PHOENIX (CN) – Gov. Jan Brewer asked the U.S. Supreme Court to allow Arizona to enforce SB 1070, the state’s controversial immigration law, parts of which a federal judge and the 9th Circuit have declared unconstitutional.
The Obama administration challenged the law in Federal Court, and on July 28, 2010, U.S. District Court Judge Susan Bolton enjoined enforcement of several parts of it.
The law required state and local police officers to check a person’s immigration status, required immigrants to carry identification documents with them, and made it illegal for undocumented workers to solicit employment in public.
The 9th Circuit upheld Bolton’s ruling in April this year, finding that Congress “explicitly required that in enforcing federal immigration law, state and local officers ‘shall’ be directed by the Attorney General.”
The Petition for Writ of Certiorari claims that in drafting the law, “Arizona was acutely aware of the need to respect federal authority over immigration-related matters.” Brewer claims that the 9th Circuit ruling “that states are completely foreclosed from enforcing federal law or from enacting state laws that prohibit conduct made unlawful by Congress could be supported only by the clearest of congressional statements,” and that federal immigration laws “expressly contemplate such cooperation and go so far as to compel federal cooperation with state efforts.”
Brewer asks the Supreme Court to allow Arizona to enforce the law for “three reasons”:
“First, this case implicates issues of extraordinary importance, as underscored by the federal government’s extraordinary decision to initiate a facial challenge to Arizona’s law before it could take effect. No one can deny that the problem of unlawful immigration is significant or that it has a disproportionate impact on border states. It is thus no small matter to conclude, as the Ninth Circuit did, that only the national government in Washington can address this problem.

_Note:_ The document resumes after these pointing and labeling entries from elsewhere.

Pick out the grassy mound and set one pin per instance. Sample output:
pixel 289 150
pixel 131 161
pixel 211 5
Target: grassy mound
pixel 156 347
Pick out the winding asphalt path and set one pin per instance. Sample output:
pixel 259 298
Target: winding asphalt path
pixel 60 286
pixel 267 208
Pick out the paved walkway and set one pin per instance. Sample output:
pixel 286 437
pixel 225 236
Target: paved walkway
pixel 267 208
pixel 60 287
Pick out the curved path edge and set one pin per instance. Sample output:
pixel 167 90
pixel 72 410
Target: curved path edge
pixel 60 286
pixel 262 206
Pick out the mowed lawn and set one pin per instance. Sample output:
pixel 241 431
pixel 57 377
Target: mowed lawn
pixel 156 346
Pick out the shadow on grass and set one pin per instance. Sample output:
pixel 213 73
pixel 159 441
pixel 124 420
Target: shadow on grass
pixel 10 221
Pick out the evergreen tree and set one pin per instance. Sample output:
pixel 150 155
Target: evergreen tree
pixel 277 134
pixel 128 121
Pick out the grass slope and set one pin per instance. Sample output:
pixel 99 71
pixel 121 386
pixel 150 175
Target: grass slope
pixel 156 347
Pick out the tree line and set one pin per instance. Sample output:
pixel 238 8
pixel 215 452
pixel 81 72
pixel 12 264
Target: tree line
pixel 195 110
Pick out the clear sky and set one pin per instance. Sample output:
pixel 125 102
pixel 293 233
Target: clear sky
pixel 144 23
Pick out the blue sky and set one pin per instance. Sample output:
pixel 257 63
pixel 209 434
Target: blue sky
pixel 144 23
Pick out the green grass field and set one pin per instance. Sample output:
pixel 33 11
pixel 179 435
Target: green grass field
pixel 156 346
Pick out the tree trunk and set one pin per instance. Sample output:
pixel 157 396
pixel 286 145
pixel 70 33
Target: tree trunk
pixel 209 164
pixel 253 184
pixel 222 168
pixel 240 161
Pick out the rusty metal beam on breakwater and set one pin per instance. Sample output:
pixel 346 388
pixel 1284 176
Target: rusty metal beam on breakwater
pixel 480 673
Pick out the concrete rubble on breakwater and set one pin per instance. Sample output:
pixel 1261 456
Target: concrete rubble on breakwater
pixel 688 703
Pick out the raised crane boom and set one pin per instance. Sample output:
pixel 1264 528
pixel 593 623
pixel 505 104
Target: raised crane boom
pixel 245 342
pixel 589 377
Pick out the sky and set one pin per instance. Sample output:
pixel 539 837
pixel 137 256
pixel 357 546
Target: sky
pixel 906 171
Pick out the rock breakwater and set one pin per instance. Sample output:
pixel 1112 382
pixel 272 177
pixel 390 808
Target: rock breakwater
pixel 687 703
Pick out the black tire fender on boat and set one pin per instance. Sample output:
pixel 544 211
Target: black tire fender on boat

“Second, the decision below creates an express and acknowledged circuit split over the preemptive force of the federal immigration laws. The Tenth Circuit views those laws as affirmatively encouraging cooperative enforcement by states; the Ninth Circuit reads such authorization for specific cooperation as negating any inherent state law enforcement authority.
“Third, the decision below is wrong and flatly inconsistent with this court’s precedents. While this court has repeatedly emphasized that outside of the First Amendment context a law capable of constitutional application is not facially invalid, the Ninth Circuit refused to even consider whether the relevant provisions of S.B. 1070 were capable of any constitutional application. While this court has emphasized that state efforts to cooperate with the enforcement of federal law are primarily governed by state law and are a healthy component of our federal system, the Ninth Circuit viewed such efforts with what amounts to a presumption of unconstitutionality. And while this court has routinely viewed parallel prohibitions-where state and federal law prohibit the exact same conduct-as not implicating
issues of preemption whether express or implied, the Ninth Circuit held that state efforts to facilitate enforcement or impose parallel prohibitions on conduct prohibited by federal immigration law are verboten.”
Brewer claims that 400,000 people live in Arizona illegally, and make up about 7 percent of the state’s workforce. She claims the number of undocumented immigrants has increased by about 10,000 per year from 2000 to 2010, and “the federal efforts remain demonstrably inadequate.”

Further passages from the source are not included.